Market Commentary for June 2020
Andrew McManus - Jul 11, 2020
Our team's take on the markets for the month of June 2020
Amidst continued political uncertainty and civil unrest, June proved to be another positive month for capital markets worldwide. A spike in COVID cases in North America, initially caused the markets to retreat mid-month, but the resolve of central banks to keep rates lower for longer helped renew investors’ faith in equities and the FOMO effect resumed. Developed world central banks, including the Bank of Canada, took a number of measures to calm fixed income markets with the result being that liquidity has improved and spreads have tightened meaningfully. The Bank of Canada’s overnight rate is currently 0.25%, and while officials here and in the US have stated their reluctance to impose negative rates, they have indicated that; if they deem it necessary, alternative monetary policy options will be made available. One such example which the Fed unveiled in June is a program aimed at stabilizing the credit markets and providing additional liquidity for investors and corporations alike by making direct purchases of a broad basket of corporate bonds. It would appear the old adage “don’t fight the Fed” is the consensus and the driving force behind the stock market’s recent momentum.
June saw a weaker US housing starts report and the unnerving rise in new COVID cases across much of the Southern and Western United States. Canada also saw a rise in cases in June, and an outbreak in Beijing cast some doubt on whether China has made a full recovery. Despite this, commodities continued to grind higher, which signals to us that a broader recovery in global activity is taking place. The Baltic Dry Index, which tracks the level of shipping worldwide, spiked dramatically to levels last seen in October 2019. WTI visited the $40 level, Western Canadian Select rose above $30 and Copper hit $2.60; a price we haven’t seen since last February.
The reopening phase provided a mixed picture of economic news with some meaningful bright spots. The US experienced another leap in the job market, adding 4.8 million jobs in June, lowering the unemployment rate to 11.1%; half what it was when it peaked in March.
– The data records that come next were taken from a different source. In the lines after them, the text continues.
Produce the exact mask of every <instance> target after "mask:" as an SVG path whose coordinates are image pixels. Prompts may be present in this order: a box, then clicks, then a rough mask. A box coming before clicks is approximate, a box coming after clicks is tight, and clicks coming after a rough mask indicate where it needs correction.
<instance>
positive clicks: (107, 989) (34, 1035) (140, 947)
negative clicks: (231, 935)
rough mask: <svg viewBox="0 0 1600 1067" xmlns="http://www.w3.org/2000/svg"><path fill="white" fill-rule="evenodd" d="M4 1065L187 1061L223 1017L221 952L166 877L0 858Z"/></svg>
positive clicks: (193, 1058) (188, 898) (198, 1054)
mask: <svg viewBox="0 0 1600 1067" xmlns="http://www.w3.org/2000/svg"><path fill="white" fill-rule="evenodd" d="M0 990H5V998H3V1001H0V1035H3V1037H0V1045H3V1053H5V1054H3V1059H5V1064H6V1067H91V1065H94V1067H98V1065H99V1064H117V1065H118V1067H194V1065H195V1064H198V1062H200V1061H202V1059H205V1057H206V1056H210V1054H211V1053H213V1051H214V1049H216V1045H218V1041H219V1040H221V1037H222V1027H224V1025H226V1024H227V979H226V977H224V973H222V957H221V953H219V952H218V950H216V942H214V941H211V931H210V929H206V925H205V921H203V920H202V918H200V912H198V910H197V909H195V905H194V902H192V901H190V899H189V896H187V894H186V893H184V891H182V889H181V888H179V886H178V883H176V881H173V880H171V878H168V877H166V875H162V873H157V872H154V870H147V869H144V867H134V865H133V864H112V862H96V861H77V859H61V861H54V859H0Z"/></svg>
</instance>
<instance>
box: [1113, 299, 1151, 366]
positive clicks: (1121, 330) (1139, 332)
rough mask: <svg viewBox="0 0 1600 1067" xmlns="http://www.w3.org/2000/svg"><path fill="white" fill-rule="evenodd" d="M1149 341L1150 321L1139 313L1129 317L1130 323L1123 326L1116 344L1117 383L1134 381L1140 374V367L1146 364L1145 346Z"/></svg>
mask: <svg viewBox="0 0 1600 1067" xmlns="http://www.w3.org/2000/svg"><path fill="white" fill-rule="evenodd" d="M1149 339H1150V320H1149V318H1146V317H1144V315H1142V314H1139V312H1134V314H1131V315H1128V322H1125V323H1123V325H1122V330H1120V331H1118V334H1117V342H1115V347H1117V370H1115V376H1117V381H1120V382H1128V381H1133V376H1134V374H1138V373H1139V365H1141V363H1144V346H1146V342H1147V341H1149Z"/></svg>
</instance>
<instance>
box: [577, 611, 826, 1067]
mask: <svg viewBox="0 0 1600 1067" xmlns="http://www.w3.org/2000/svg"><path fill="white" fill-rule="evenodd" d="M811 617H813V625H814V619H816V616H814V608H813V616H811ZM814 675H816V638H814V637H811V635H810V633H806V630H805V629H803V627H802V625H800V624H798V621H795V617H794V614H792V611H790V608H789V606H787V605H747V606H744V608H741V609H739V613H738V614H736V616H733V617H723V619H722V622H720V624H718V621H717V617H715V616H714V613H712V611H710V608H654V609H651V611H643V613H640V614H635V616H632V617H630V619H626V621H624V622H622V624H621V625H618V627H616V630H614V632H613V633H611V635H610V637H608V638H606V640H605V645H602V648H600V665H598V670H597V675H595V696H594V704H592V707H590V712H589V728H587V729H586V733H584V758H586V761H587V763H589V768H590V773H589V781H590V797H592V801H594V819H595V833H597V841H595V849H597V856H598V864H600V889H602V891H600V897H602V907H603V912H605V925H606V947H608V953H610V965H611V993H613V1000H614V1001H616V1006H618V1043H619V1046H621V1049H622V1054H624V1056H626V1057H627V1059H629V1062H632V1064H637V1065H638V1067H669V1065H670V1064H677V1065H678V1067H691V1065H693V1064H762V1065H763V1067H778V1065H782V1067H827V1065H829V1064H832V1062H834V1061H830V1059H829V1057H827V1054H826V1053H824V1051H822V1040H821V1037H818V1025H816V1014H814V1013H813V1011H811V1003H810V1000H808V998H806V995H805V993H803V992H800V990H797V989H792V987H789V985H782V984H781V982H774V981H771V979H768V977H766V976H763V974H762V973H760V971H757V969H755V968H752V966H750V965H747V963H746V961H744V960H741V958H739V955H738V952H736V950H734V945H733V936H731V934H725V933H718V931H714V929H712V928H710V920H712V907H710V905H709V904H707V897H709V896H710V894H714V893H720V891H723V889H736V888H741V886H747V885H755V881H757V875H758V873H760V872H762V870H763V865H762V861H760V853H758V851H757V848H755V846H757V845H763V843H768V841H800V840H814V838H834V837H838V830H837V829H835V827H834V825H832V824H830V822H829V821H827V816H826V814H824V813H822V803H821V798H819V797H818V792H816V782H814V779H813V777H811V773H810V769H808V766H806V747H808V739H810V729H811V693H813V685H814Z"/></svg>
The single most impressive report was the whopping 17.7% snap-back in US retail sales in May, more than reversing April’s decline, but still down 6.6% y/y. Not surprisingly, other countries experienced similar rebounds as well. China’s sales are now only down 2.8% y/y, the UK popped 12% after an 18% plunge the previous month, and Canada rebounded by an impressive 19% after a massive 26.4% drop in April. Industrial production was higher as well, with China up 4.4% y/y in May, in contrast to the US, which is still down 15% y/y. We should mention that upbeat surveys from the Philly Fed and Empire Index seem to point to much better news for US production in June. We look forward to the results.